I had lots of drum brakes in the '70s. The only rear drums available were made for tandems, such as the French Atom tandem drums. Phil Wood made a jewel-like tandem drum that was too beautiful and unprotected from dirt to use off-road.
There were a lot more choices in front drums for klunkers. Now and then you could find a Union, which for my money was the best, or an old Schwinn drum, but it's almost sacrilege to use one up on an off-roader.
A popular source was a peculiar style of Schwinn 20" bike, the "Krate" series, that was banned for safety reasons, but had a front drum. Of course, it had only 28 holes, so you drilled four extras on each side to lace your 36-spoke rim. We destroyed lots of these now highly collectible bikes just for the brakes, because the brakes were actually pretty good, and had aluminum shells that cooled better than the steel brakes.
Easiest to come by in the '70s were Worksman front drums, made for industrial tricycles. They were ugly and cheap and weren't really made for intense downhill though. You wouldn't use one for a retro build.

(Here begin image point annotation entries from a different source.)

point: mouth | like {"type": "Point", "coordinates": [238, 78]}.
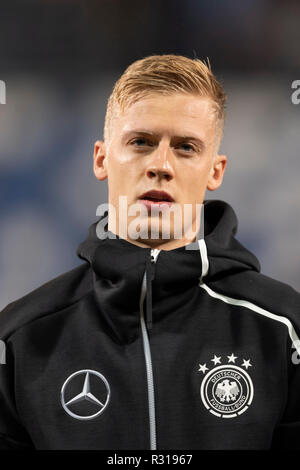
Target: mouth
{"type": "Point", "coordinates": [156, 198]}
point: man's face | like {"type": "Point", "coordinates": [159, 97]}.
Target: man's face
{"type": "Point", "coordinates": [163, 143]}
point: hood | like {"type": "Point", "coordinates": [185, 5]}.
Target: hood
{"type": "Point", "coordinates": [118, 267]}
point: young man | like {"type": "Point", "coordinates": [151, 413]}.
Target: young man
{"type": "Point", "coordinates": [156, 342]}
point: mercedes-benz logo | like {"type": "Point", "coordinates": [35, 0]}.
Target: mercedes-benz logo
{"type": "Point", "coordinates": [86, 395]}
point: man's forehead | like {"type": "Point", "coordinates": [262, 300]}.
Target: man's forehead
{"type": "Point", "coordinates": [183, 114]}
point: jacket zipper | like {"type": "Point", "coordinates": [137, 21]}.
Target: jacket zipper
{"type": "Point", "coordinates": [147, 352]}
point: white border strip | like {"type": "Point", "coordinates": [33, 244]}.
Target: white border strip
{"type": "Point", "coordinates": [255, 308]}
{"type": "Point", "coordinates": [204, 258]}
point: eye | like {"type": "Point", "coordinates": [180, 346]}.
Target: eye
{"type": "Point", "coordinates": [187, 147]}
{"type": "Point", "coordinates": [140, 141]}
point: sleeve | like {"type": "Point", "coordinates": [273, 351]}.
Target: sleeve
{"type": "Point", "coordinates": [287, 433]}
{"type": "Point", "coordinates": [12, 433]}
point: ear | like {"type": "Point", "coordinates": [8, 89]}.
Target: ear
{"type": "Point", "coordinates": [100, 160]}
{"type": "Point", "coordinates": [216, 174]}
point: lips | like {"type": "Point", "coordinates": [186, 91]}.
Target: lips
{"type": "Point", "coordinates": [156, 196]}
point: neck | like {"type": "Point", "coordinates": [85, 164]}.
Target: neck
{"type": "Point", "coordinates": [190, 235]}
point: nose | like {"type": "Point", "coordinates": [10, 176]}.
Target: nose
{"type": "Point", "coordinates": [160, 164]}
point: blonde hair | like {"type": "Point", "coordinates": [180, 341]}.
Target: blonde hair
{"type": "Point", "coordinates": [165, 74]}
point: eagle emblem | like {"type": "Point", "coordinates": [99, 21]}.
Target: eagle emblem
{"type": "Point", "coordinates": [226, 389]}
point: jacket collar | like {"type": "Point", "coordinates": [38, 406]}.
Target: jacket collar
{"type": "Point", "coordinates": [118, 268]}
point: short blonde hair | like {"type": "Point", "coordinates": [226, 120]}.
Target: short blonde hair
{"type": "Point", "coordinates": [166, 74]}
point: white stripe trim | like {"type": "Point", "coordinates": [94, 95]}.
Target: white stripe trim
{"type": "Point", "coordinates": [255, 308]}
{"type": "Point", "coordinates": [204, 257]}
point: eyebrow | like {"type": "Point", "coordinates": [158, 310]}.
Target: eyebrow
{"type": "Point", "coordinates": [144, 132]}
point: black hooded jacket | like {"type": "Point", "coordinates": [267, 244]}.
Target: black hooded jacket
{"type": "Point", "coordinates": [153, 349]}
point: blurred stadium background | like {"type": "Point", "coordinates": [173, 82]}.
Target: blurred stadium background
{"type": "Point", "coordinates": [59, 60]}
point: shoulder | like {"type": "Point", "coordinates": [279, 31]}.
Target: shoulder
{"type": "Point", "coordinates": [53, 296]}
{"type": "Point", "coordinates": [262, 294]}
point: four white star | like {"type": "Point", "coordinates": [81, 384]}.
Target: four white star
{"type": "Point", "coordinates": [246, 363]}
{"type": "Point", "coordinates": [216, 360]}
{"type": "Point", "coordinates": [203, 368]}
{"type": "Point", "coordinates": [232, 358]}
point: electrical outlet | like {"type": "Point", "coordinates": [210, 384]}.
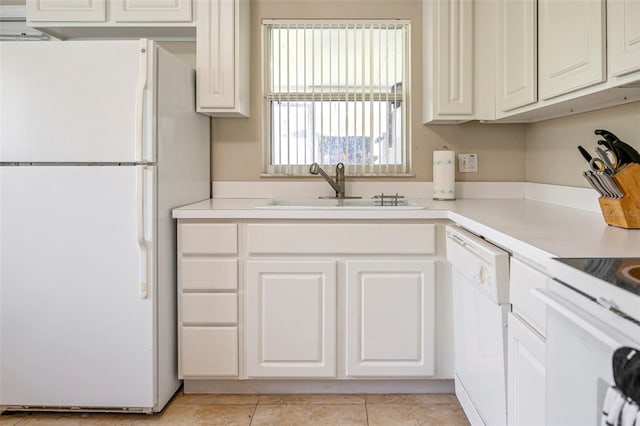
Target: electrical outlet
{"type": "Point", "coordinates": [467, 163]}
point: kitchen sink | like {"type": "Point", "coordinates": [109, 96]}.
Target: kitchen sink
{"type": "Point", "coordinates": [335, 203]}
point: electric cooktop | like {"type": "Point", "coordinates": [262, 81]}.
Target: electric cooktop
{"type": "Point", "coordinates": [623, 272]}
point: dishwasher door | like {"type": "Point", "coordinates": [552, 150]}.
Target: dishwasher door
{"type": "Point", "coordinates": [480, 274]}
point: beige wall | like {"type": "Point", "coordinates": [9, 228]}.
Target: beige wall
{"type": "Point", "coordinates": [543, 152]}
{"type": "Point", "coordinates": [552, 155]}
{"type": "Point", "coordinates": [237, 143]}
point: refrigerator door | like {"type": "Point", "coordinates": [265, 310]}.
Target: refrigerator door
{"type": "Point", "coordinates": [74, 101]}
{"type": "Point", "coordinates": [77, 324]}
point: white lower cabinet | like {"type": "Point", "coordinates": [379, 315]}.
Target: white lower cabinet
{"type": "Point", "coordinates": [526, 375]}
{"type": "Point", "coordinates": [209, 351]}
{"type": "Point", "coordinates": [324, 300]}
{"type": "Point", "coordinates": [390, 318]}
{"type": "Point", "coordinates": [291, 318]}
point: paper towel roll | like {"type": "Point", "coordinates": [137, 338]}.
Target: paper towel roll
{"type": "Point", "coordinates": [444, 175]}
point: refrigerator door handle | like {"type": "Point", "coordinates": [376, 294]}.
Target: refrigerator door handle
{"type": "Point", "coordinates": [140, 90]}
{"type": "Point", "coordinates": [142, 242]}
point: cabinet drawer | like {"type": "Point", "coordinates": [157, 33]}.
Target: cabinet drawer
{"type": "Point", "coordinates": [522, 279]}
{"type": "Point", "coordinates": [341, 238]}
{"type": "Point", "coordinates": [209, 274]}
{"type": "Point", "coordinates": [209, 351]}
{"type": "Point", "coordinates": [208, 238]}
{"type": "Point", "coordinates": [209, 309]}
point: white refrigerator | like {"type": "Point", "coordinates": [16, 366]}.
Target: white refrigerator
{"type": "Point", "coordinates": [99, 140]}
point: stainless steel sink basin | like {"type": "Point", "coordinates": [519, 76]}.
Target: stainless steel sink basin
{"type": "Point", "coordinates": [334, 203]}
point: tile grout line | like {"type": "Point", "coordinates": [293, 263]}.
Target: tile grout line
{"type": "Point", "coordinates": [366, 411]}
{"type": "Point", "coordinates": [255, 409]}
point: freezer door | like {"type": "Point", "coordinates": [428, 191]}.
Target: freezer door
{"type": "Point", "coordinates": [77, 327]}
{"type": "Point", "coordinates": [74, 101]}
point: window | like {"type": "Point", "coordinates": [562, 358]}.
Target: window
{"type": "Point", "coordinates": [336, 92]}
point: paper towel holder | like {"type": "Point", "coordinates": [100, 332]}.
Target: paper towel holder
{"type": "Point", "coordinates": [444, 176]}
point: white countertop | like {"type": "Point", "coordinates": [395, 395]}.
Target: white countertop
{"type": "Point", "coordinates": [535, 230]}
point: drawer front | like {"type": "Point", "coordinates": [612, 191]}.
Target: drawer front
{"type": "Point", "coordinates": [202, 309]}
{"type": "Point", "coordinates": [209, 352]}
{"type": "Point", "coordinates": [208, 238]}
{"type": "Point", "coordinates": [209, 274]}
{"type": "Point", "coordinates": [523, 278]}
{"type": "Point", "coordinates": [341, 238]}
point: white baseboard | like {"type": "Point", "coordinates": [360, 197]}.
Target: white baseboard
{"type": "Point", "coordinates": [279, 189]}
{"type": "Point", "coordinates": [568, 196]}
{"type": "Point", "coordinates": [317, 386]}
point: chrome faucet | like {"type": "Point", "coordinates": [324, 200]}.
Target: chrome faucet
{"type": "Point", "coordinates": [338, 184]}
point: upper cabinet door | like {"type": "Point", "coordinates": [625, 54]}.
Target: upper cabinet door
{"type": "Point", "coordinates": [454, 56]}
{"type": "Point", "coordinates": [623, 36]}
{"type": "Point", "coordinates": [66, 10]}
{"type": "Point", "coordinates": [223, 58]}
{"type": "Point", "coordinates": [448, 60]}
{"type": "Point", "coordinates": [152, 11]}
{"type": "Point", "coordinates": [572, 43]}
{"type": "Point", "coordinates": [516, 78]}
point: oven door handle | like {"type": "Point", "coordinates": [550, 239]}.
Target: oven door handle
{"type": "Point", "coordinates": [594, 326]}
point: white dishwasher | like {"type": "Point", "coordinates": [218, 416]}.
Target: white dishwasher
{"type": "Point", "coordinates": [480, 276]}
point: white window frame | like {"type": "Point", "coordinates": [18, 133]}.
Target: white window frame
{"type": "Point", "coordinates": [402, 169]}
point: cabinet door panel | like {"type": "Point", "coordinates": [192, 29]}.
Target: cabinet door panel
{"type": "Point", "coordinates": [66, 10]}
{"type": "Point", "coordinates": [516, 77]}
{"type": "Point", "coordinates": [216, 53]}
{"type": "Point", "coordinates": [390, 318]}
{"type": "Point", "coordinates": [623, 36]}
{"type": "Point", "coordinates": [151, 11]}
{"type": "Point", "coordinates": [572, 42]}
{"type": "Point", "coordinates": [291, 318]}
{"type": "Point", "coordinates": [526, 375]}
{"type": "Point", "coordinates": [209, 352]}
{"type": "Point", "coordinates": [454, 56]}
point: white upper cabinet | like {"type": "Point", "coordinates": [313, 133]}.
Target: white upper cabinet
{"type": "Point", "coordinates": [160, 19]}
{"type": "Point", "coordinates": [572, 45]}
{"type": "Point", "coordinates": [69, 10]}
{"type": "Point", "coordinates": [223, 58]}
{"type": "Point", "coordinates": [448, 60]}
{"type": "Point", "coordinates": [516, 65]}
{"type": "Point", "coordinates": [623, 36]}
{"type": "Point", "coordinates": [152, 11]}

Sturmey-Archer made two versions of front drums, a 70 mm and a 90 mm. They were beautiful, probably the most attractive of their ilk.

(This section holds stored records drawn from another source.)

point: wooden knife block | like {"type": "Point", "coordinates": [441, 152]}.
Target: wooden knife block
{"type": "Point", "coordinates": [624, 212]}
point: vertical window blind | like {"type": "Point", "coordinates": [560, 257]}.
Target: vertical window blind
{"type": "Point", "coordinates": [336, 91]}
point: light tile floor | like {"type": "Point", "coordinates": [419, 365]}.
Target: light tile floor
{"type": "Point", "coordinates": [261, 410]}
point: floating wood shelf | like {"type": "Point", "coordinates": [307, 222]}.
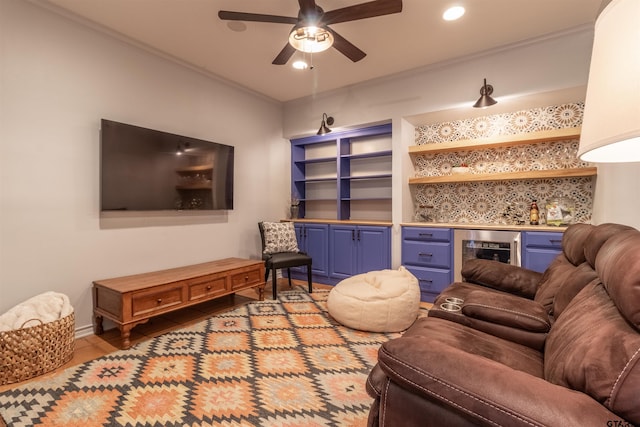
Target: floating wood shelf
{"type": "Point", "coordinates": [505, 176]}
{"type": "Point", "coordinates": [199, 168]}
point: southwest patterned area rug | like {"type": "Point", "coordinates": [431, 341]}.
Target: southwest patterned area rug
{"type": "Point", "coordinates": [268, 363]}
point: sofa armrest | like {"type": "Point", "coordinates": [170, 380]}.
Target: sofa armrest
{"type": "Point", "coordinates": [486, 391]}
{"type": "Point", "coordinates": [504, 277]}
{"type": "Point", "coordinates": [508, 310]}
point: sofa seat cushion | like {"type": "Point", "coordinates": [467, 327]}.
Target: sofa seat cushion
{"type": "Point", "coordinates": [508, 310]}
{"type": "Point", "coordinates": [462, 290]}
{"type": "Point", "coordinates": [472, 341]}
{"type": "Point", "coordinates": [591, 348]}
{"type": "Point", "coordinates": [377, 301]}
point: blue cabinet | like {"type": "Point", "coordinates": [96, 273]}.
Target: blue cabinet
{"type": "Point", "coordinates": [540, 248]}
{"type": "Point", "coordinates": [428, 254]}
{"type": "Point", "coordinates": [346, 172]}
{"type": "Point", "coordinates": [356, 249]}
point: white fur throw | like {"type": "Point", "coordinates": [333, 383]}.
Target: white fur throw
{"type": "Point", "coordinates": [45, 308]}
{"type": "Point", "coordinates": [377, 301]}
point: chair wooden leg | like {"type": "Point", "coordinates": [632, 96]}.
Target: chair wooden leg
{"type": "Point", "coordinates": [274, 280]}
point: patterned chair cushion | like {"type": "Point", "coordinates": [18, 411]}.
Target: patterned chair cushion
{"type": "Point", "coordinates": [279, 237]}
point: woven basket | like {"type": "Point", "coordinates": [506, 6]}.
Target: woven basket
{"type": "Point", "coordinates": [28, 352]}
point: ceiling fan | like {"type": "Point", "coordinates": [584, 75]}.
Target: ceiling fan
{"type": "Point", "coordinates": [311, 32]}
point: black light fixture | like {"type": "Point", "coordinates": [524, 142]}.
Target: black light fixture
{"type": "Point", "coordinates": [324, 126]}
{"type": "Point", "coordinates": [485, 96]}
{"type": "Point", "coordinates": [182, 147]}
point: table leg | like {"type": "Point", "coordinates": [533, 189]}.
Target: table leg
{"type": "Point", "coordinates": [97, 327]}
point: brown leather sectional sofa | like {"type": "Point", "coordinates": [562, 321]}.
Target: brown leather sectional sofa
{"type": "Point", "coordinates": [526, 349]}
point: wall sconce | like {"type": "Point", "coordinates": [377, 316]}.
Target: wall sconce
{"type": "Point", "coordinates": [326, 120]}
{"type": "Point", "coordinates": [182, 147]}
{"type": "Point", "coordinates": [485, 96]}
{"type": "Point", "coordinates": [611, 121]}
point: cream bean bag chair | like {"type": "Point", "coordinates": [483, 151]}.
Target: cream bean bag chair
{"type": "Point", "coordinates": [377, 301]}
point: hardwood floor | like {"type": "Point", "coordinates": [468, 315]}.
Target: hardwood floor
{"type": "Point", "coordinates": [93, 346]}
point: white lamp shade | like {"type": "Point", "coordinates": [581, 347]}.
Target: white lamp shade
{"type": "Point", "coordinates": [611, 122]}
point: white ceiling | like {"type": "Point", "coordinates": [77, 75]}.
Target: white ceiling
{"type": "Point", "coordinates": [191, 32]}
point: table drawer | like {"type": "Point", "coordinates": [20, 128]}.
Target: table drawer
{"type": "Point", "coordinates": [207, 286]}
{"type": "Point", "coordinates": [246, 278]}
{"type": "Point", "coordinates": [426, 234]}
{"type": "Point", "coordinates": [156, 299]}
{"type": "Point", "coordinates": [426, 254]}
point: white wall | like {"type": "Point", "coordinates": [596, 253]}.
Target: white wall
{"type": "Point", "coordinates": [58, 79]}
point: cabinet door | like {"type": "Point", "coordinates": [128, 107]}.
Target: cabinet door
{"type": "Point", "coordinates": [374, 248]}
{"type": "Point", "coordinates": [317, 247]}
{"type": "Point", "coordinates": [342, 241]}
{"type": "Point", "coordinates": [540, 248]}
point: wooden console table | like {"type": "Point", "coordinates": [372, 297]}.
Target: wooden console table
{"type": "Point", "coordinates": [131, 300]}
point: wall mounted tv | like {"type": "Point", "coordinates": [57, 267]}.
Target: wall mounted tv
{"type": "Point", "coordinates": [149, 170]}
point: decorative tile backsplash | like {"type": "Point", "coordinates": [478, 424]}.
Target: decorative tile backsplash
{"type": "Point", "coordinates": [488, 201]}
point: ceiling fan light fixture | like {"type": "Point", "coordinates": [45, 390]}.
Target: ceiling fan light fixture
{"type": "Point", "coordinates": [300, 64]}
{"type": "Point", "coordinates": [453, 13]}
{"type": "Point", "coordinates": [485, 99]}
{"type": "Point", "coordinates": [310, 39]}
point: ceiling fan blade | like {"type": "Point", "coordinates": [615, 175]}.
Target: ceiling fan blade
{"type": "Point", "coordinates": [362, 11]}
{"type": "Point", "coordinates": [284, 55]}
{"type": "Point", "coordinates": [345, 47]}
{"type": "Point", "coordinates": [256, 17]}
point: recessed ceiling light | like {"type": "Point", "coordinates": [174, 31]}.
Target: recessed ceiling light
{"type": "Point", "coordinates": [453, 13]}
{"type": "Point", "coordinates": [300, 65]}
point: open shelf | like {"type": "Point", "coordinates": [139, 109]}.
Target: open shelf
{"type": "Point", "coordinates": [540, 174]}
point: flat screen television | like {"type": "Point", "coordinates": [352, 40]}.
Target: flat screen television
{"type": "Point", "coordinates": [150, 170]}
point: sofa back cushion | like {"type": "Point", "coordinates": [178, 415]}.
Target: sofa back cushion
{"type": "Point", "coordinates": [598, 236]}
{"type": "Point", "coordinates": [618, 265]}
{"type": "Point", "coordinates": [581, 276]}
{"type": "Point", "coordinates": [594, 346]}
{"type": "Point", "coordinates": [563, 266]}
{"type": "Point", "coordinates": [592, 349]}
{"type": "Point", "coordinates": [573, 241]}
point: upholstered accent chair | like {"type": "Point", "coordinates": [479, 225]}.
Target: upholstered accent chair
{"type": "Point", "coordinates": [280, 250]}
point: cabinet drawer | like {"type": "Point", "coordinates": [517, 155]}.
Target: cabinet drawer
{"type": "Point", "coordinates": [543, 239]}
{"type": "Point", "coordinates": [156, 299]}
{"type": "Point", "coordinates": [426, 254]}
{"type": "Point", "coordinates": [431, 280]}
{"type": "Point", "coordinates": [207, 286]}
{"type": "Point", "coordinates": [246, 278]}
{"type": "Point", "coordinates": [426, 234]}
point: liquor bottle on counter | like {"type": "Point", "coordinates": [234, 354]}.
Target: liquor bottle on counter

Obviously the 90 mm had more braking surface, but it had a unique drawback. In order to have a low flange on the side away from the drum, the spokes were not threaded through but hooked from the outside through a keyhole shaped hole, each of which held two spoke heads. If you flexed your wheel, you could pop all the spokes out of one side!

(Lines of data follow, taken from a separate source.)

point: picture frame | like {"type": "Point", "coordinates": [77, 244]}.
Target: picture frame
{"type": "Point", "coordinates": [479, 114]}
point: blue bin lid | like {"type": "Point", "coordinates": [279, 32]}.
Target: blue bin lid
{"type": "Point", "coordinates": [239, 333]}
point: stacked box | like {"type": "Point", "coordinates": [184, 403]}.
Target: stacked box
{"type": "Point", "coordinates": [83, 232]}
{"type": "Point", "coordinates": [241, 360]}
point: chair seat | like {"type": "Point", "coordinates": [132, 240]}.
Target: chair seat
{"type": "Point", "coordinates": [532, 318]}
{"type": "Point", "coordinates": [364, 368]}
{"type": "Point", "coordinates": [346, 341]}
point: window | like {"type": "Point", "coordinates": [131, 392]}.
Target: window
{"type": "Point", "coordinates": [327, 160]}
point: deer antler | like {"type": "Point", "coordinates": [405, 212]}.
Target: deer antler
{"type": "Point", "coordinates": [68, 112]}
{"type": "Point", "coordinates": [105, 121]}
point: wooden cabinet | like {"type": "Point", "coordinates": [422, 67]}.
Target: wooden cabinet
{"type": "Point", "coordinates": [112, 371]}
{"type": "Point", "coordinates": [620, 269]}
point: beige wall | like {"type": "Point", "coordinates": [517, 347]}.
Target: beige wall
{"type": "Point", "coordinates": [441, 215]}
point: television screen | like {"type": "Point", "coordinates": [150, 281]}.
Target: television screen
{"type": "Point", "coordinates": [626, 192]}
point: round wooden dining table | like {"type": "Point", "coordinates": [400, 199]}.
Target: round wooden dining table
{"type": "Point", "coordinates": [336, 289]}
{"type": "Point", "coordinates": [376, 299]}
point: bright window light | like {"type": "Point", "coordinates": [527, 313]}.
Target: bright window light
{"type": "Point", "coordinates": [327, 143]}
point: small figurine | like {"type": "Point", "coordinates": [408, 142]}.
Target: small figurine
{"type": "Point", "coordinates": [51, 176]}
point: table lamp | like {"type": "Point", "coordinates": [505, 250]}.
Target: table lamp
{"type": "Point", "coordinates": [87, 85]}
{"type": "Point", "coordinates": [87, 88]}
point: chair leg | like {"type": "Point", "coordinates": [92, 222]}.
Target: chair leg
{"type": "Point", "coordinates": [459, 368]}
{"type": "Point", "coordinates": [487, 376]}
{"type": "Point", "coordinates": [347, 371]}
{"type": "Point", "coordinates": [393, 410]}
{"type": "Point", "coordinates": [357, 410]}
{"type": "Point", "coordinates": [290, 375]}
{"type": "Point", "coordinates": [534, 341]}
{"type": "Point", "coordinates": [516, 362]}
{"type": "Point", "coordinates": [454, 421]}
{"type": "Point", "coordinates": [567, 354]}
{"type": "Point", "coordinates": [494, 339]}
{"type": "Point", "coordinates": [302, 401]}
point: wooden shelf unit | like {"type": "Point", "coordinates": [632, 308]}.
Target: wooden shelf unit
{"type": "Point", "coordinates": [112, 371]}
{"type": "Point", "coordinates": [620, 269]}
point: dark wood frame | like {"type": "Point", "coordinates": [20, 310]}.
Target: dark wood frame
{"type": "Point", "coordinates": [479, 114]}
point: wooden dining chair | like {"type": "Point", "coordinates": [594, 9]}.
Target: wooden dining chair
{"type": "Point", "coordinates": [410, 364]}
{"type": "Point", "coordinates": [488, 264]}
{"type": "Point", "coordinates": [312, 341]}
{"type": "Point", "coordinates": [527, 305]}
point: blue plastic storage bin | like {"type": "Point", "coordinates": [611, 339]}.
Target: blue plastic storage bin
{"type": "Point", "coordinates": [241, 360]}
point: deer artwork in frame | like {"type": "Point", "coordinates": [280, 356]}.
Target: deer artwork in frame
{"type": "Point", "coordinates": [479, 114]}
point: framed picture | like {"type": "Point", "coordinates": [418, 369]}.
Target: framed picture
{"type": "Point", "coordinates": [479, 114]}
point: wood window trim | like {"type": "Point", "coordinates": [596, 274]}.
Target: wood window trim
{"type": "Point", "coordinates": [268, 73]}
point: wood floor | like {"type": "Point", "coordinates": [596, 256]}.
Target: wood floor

On a big ride in 1980 a rider did exactly that, and because I had built a lot of those wheels, I sat down on the trail and built his again.
Drum brakes have the same advantage that discs have, which is that you can trash your rim without affecting the braking, and I have certainly done that. Under sustained load they fade though. They're a lot heavier than discs, and if you are after performance, go with discs.